From owner-freebsd-hackers  Tue Oct 16 20:47:15 2001
Delivered-To: freebsd-hackers@freebsd.org
Received: from flood.ping.uio.no (flood.ping.uio.no [129.240.78.31])
	by hub.freebsd.org (Postfix) with ESMTP
	id 828FA37B40C; Tue, 16 Oct 2001 20:47:07 -0700 (PDT)
Received: by flood.ping.uio.no (Postfix, from userid 2602)
	id 8CB1914C2E; Wed, 17 Oct 2001 05:47:05 +0200 (CEST)
X-URL: http://www.ofug.org/~des/
X-Disclaimer: The views expressed in this message do not necessarily
  coincide with those of any organisation or company with
  which I am or have been affiliated.
To: Matthew Dillon <dillon@apollo.backplane.com>
Cc: John Baldwin <jhb@FreeBSD.ORG>, fs@FreeBSD.ORG
Subject: Re: Some questions regarding vfs / ffs
References: <XFMail.011016191649.jhb@FreeBSD.org>
	<xzpk7xvvwbw.fsf@flood.ping.uio.no>
	<200110170229.f9H2Tph84237@apollo.backplane.com>
From: Dag-Erling Smorgrav <des@ofug.org>
Date: 17 Oct 2001 05:47:05 +0200
In-Reply-To: <200110170229.f9H2Tph84237@apollo.backplane.com>
Message-ID: <xzpg08jvsg6.fsf@flood.ping.uio.no>
Lines: 63
User-Agent: Gnus/5.0808 (Gnus v5.8.8) Emacs/20.7
MIME-Version: 1.0
Content-Type: text/plain; charset=us-ascii
Sender: owner-freebsd-hackers@FreeBSD.ORG
Precedence: bulk
List-ID: <freebsd-hackers.FreeBSD.ORG>
List-Archive: <http://docs.freebsd.org/mail/> (Web Archive)
List-Help: <mailto:majordomo@FreeBSD.ORG?subject=help> (List Instructions)
List-Subscribe: <mailto:majordomo@FreeBSD.ORG?subject=subscribe%20freebsd-hackers>
List-Unsubscribe: <mailto:majordomo@FreeBSD.ORG?subject=unsubscribe%20freebsd-hackers>
X-Loop: FreeBSD.ORG

[moving from -hackers to -fs where this *really* belongs]

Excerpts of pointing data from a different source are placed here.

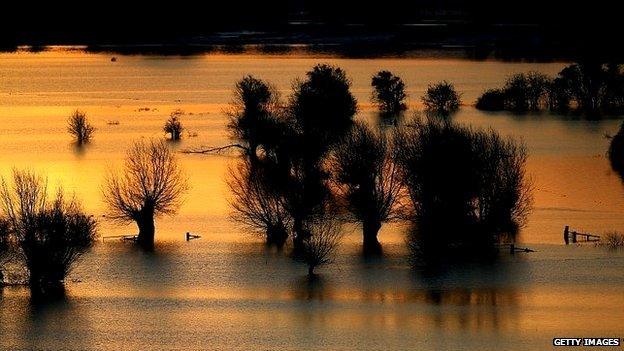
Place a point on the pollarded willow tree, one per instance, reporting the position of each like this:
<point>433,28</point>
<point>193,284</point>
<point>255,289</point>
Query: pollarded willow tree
<point>253,114</point>
<point>150,185</point>
<point>366,178</point>
<point>50,234</point>
<point>257,201</point>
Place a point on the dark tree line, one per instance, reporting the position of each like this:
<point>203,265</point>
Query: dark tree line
<point>588,87</point>
<point>467,188</point>
<point>308,166</point>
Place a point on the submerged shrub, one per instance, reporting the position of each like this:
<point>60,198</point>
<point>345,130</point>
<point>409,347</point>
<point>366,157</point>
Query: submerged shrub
<point>51,234</point>
<point>389,92</point>
<point>173,126</point>
<point>467,188</point>
<point>442,98</point>
<point>614,240</point>
<point>79,127</point>
<point>589,87</point>
<point>491,100</point>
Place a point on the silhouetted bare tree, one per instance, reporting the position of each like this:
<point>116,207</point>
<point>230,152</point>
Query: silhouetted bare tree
<point>173,126</point>
<point>491,100</point>
<point>467,188</point>
<point>323,107</point>
<point>257,201</point>
<point>441,98</point>
<point>51,234</point>
<point>5,246</point>
<point>253,114</point>
<point>537,90</point>
<point>79,127</point>
<point>319,247</point>
<point>320,111</point>
<point>151,184</point>
<point>389,92</point>
<point>367,180</point>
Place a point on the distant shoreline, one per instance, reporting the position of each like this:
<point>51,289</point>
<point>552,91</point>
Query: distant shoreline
<point>501,42</point>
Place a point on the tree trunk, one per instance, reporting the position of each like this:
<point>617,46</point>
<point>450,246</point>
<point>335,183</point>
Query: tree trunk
<point>147,229</point>
<point>310,271</point>
<point>276,235</point>
<point>300,235</point>
<point>370,228</point>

Matthew Dillon <dillon@apollo.backplane.com> writes:
>     This would be an improvement, but not enough of an improvement.
>     We need to be able to discard most of the vnodes while simply
>     holding the mntvnode mutex, without even having to get the vnode
>     mutex or release the mntvnode mutex.  When we find a vnode that
>     'might' require some action, that's when we do the heavy-weight
>     mutex junk.  At least in the case where it's ok to occassionally
>     not get it right (which is most cases).

I think you're basically repeating with different words what I said in
the mail you replied to.  What I said can be summarized as "don't
acquire or release any locks until we know the vnode is dirty".

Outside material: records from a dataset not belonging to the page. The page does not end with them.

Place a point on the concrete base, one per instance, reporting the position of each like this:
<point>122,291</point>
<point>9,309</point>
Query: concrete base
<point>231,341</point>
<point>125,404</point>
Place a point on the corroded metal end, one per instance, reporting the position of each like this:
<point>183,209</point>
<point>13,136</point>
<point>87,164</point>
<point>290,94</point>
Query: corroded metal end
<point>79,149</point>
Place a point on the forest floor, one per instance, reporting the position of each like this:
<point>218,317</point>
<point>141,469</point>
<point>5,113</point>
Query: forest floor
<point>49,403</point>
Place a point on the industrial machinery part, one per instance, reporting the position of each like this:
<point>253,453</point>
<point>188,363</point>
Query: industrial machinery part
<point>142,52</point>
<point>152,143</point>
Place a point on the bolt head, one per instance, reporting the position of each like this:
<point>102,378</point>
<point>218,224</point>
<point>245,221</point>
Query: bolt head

The loop checks three pieces of information to see if the vnode is
dirty:

 - vp->v_type: this can't change while the mntvnode lock is held,
   because it can only change if the vnode is reclaimed and reused,
   and you need the mntvnode lock to reclaim a vnode.

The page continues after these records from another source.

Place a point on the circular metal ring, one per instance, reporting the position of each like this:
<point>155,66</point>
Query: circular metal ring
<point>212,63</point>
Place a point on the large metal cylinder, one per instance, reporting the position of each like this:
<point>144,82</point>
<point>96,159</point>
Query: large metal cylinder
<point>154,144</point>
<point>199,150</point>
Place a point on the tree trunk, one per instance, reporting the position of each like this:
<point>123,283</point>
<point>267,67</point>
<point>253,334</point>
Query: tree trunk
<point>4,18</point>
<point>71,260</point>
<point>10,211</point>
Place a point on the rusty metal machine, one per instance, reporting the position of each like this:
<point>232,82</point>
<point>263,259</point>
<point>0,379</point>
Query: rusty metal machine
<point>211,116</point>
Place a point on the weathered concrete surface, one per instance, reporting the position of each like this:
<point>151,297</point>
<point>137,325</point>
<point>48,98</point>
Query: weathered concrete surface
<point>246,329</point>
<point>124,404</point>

 - vp->v_data: I believe the same comment applies as above; vp->v_data
   is only manipulated in ffs_vget() and ufs_reclaim().  The first
   occurs before the vnode is inserted into the list, and the second
   occurs after it has been removed.

 - ip->i_flag (where ip == vp->v_data): may possibly require the vnode
   lock to be held.

 - vp->v_dirtyblkhd: may possibly require the vnode lock to be held.

Actually, I'm willing to take my chances with the latter two; unless
there's a possibility that the value read will be corrupted (rather
than just stale) in case of a race, it doesn't really matter.  There
are four possibilities:

 - vnode is dirty and gets synced: GOOD!

 - vnode is clean and doesn't get synced: GOOD!

 - vnode is dirty and doesn't get synced: means it was dirtied while
   it was being examined by ffs_sync(); the current code already
   allows that, and the only way to prevent it is to grab a
   filesystem-wide lock - I don't really see the point.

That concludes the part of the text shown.